Race 2 was set to take place two days later on the Sunday. It was another long wait while Harold Bennett looked for suitable conditions in which to start the race. The cut-off time of 4pm was just minutes away when Bennett called for the start procedure to begin.
However the Kiwi race officer discovered that some members of his race committee crew, from the Defender’s representative yacht club, the Société Nautique de Genève (SNG), had other ideas. They refused to raise the start flags on Bennett’s orders. As the race officer observed later, he had “a bit of a mutiny” on his hands. Instead, Bennett turned to Tom Ehman, BMW Oracle’s representative on board, and a support-boat driver to assist him with getting the start under way. "I have never seen such disgraceful behaviour on a committee boat, trying to influence the PRO to the point of ordering me to stop the sequence,” commented Bennett in an email to colleagues.
So despite the best efforts of the SNG, the start sequence began. But the crew of Alinghi 5 was caught napping again. As the five minute gun fired, signalling them to enter the start box, they were the wrong side of the line. It was an unforced error of unimaginable proportions. Mistakes like this don’t even happen in the lowest levels of the match racing, let alone at the America’s Cup.
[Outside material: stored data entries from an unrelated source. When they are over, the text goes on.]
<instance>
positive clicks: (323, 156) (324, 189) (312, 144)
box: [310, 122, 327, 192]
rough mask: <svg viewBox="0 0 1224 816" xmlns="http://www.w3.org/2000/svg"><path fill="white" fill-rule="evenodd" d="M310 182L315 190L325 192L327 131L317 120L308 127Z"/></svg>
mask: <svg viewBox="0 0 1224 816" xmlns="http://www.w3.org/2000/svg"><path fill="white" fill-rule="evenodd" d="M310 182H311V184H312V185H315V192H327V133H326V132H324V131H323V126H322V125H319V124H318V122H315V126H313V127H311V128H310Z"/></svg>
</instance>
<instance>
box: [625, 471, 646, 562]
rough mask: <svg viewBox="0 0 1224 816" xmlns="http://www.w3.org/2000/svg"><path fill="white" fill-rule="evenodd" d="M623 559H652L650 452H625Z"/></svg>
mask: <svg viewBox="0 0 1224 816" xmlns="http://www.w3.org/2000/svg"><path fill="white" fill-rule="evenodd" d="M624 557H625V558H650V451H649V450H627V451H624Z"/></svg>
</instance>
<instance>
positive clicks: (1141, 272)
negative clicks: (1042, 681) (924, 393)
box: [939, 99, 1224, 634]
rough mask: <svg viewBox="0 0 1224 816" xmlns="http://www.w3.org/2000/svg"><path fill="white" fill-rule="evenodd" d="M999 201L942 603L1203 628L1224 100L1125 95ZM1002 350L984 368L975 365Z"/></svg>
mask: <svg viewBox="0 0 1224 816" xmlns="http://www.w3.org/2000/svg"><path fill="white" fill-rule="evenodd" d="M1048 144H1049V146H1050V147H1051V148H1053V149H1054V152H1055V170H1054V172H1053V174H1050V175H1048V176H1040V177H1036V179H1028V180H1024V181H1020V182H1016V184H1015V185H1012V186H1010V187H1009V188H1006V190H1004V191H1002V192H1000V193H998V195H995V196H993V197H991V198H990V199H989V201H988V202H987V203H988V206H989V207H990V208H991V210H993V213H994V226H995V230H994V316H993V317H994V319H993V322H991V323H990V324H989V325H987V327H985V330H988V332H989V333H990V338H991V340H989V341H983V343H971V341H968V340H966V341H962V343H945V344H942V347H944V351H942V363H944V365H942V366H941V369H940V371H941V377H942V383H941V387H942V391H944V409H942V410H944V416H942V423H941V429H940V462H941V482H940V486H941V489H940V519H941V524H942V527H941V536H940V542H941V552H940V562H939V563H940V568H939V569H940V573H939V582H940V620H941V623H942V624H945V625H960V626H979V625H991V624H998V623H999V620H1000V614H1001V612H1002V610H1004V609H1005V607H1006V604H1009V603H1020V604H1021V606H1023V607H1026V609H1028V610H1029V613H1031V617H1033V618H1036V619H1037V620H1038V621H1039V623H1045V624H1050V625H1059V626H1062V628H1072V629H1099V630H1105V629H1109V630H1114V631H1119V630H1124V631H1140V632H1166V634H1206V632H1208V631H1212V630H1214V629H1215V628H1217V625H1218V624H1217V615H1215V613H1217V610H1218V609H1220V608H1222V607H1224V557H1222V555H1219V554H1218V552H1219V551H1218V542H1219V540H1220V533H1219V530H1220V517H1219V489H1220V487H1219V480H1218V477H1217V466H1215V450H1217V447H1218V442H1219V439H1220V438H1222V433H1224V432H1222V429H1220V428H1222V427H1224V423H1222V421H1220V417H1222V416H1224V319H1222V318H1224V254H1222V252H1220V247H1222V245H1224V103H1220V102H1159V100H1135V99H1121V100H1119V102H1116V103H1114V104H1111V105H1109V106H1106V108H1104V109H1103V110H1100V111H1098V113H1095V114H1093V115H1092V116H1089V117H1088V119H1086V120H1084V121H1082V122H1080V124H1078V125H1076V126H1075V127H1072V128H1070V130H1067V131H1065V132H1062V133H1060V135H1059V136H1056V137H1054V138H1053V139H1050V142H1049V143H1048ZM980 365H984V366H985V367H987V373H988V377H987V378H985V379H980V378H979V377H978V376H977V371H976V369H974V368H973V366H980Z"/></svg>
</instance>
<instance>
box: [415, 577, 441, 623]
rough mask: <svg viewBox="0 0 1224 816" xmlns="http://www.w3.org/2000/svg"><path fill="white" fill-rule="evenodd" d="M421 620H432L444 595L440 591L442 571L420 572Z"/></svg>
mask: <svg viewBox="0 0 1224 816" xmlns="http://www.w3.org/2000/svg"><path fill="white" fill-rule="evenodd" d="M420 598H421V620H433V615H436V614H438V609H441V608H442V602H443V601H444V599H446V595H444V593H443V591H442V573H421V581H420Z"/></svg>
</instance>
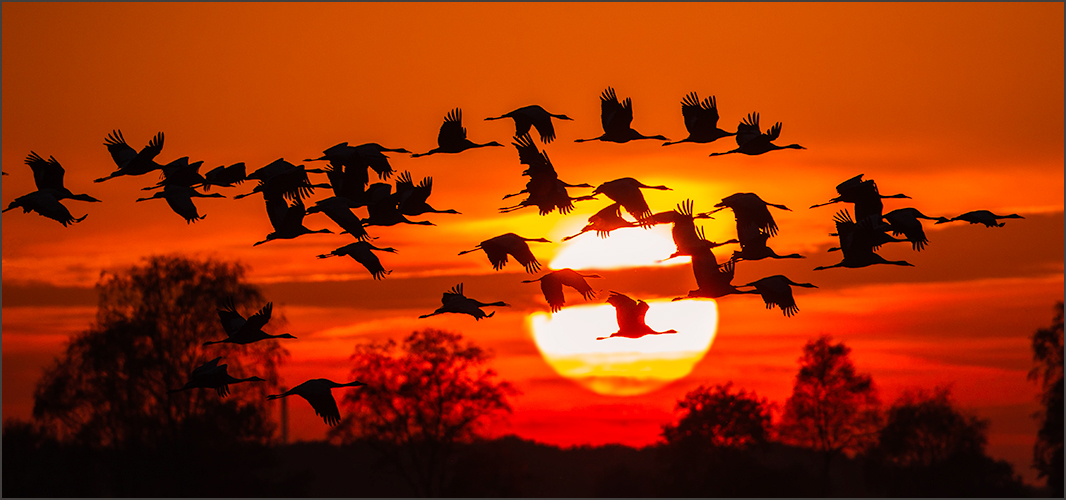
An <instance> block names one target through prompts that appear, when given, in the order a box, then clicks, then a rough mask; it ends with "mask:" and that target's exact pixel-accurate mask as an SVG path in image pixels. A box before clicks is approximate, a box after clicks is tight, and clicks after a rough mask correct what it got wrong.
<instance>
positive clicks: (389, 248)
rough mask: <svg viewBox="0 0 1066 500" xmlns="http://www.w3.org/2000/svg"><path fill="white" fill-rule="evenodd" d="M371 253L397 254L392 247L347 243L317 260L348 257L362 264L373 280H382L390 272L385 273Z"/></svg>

For the second race running, the umpires gave Alinghi a penalty before the race had even started. Being late into the start box also handed the initiative to BMW Oracle who put Alinghi under pressure in the countdown to the start. Bertarelli was forced to tack away, downspeed, while Spithill surged across the line at close to full speed. At least Alinghi was headed towards the right-hand side of the course, the side which Alinghi’s weather team predicted to have the best wind.
And so it proved, as Alinghi seized back the initiative in the early stages and showed signs of being a much improved boat from the stuttering performance of Race 1. After the first few minutes, Loick Peyron took the helm from Bertarelli, and Alinghi 5 looked even better for the change. But a more favourable wind on the right-hand side was only disguising the fact that Alinghi 5 was still the slower boat, even if this time there wasn’t much in it.
When BMW Oracle made its final tack on the lay line to the windward mark, the boats were converging rapidly on a collision course. James Spithill took the conservative option, bearing away beneath Alinghi’s stern but now grabbing the lead as Alinghi had to make one more attack to the mark.
This 40-mile course was an equilateral triangle, with 213-mile reaches to the finish. Once ahead, USA-17 was unstoppable, the Americans converting a 28 second advantage at the first mark to almost 3 minutes by the gybe mark, and to a winning margin of 5 minutes 26 seconds by the finish. Larry Ellison had been on board to enjoy the ride, and he loved it, hugging and high-fiving the team.